• 四十代夫婦が綴る書評と雑記

八王子市夢美術館で開催されている「ピーター・シスの闇と夢」に行ってきました。

ピーター・シスは、チェコスロヴァキア生まれで、現代アメリカを代表する絵本作家です。

日本だと、このチェコに生まれたという意味合いが伝わりづらい部分もあるかもしれません。

しかし、展示されている絵本の原画や、学生時代の卒業制作である映像作品から、

自由な発想や創作が抑圧された苦しみは読み取れるはずです。

とはいえ、そういった政治的な背景や、暗い影だけが彼の作品の価値ではありません。

とてつもない労力を惜しまない点描の見事さ、発想と構成の美しさ等々、

たくさん展示された絵本の原画はどれもそれぞれの魅力を放っています。

描かれた時期や、どういう意図で描かれた絵本であるかによって、

画風にはかなり違いがあります。

ただ共通しているのは、どの作品も誰かに向けて描かれているという意志を感じるところでした。

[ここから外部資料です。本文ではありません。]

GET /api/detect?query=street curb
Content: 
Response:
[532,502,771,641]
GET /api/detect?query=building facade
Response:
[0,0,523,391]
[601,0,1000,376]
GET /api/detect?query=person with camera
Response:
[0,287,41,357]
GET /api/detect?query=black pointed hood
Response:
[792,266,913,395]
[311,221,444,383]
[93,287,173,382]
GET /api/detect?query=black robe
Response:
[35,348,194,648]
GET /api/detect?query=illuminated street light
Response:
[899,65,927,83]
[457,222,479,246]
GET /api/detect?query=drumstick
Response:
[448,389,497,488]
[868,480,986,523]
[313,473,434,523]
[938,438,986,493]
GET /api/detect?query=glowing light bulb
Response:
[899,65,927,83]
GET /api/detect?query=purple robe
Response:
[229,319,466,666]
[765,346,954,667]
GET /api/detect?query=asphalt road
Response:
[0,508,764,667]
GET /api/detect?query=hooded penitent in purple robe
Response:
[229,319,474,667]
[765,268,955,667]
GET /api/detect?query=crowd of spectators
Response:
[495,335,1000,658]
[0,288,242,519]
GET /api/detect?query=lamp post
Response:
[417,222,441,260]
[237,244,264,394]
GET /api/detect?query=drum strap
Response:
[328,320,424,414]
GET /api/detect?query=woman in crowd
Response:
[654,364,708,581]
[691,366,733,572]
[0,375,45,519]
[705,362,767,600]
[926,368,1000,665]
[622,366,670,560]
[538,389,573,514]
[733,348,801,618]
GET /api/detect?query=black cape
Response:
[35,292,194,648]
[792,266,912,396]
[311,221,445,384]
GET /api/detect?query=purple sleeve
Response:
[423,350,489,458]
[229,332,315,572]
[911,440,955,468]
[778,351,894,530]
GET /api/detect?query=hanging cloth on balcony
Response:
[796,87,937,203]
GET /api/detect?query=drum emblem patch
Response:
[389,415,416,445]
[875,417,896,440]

我が子であったり、父であったり、これからの時代を生きる人々であったり、

対象は様々ですが、かわいらしい絵に込められたものは強く優しいものばかりだと思います。


ピーター・シスの闇と夢

また、雑誌や新聞の挿絵、公共的なアートプロジェクト作品等も素敵でした。

彼の絵本を読んだことが無い方にも是非おすすめしたい展覧会でした。

素敵なポストカードを購入、原画で見ると、この金色の縁取りも美しさに一役買っていました。

八王子での展示は2023年8月31日まで、です。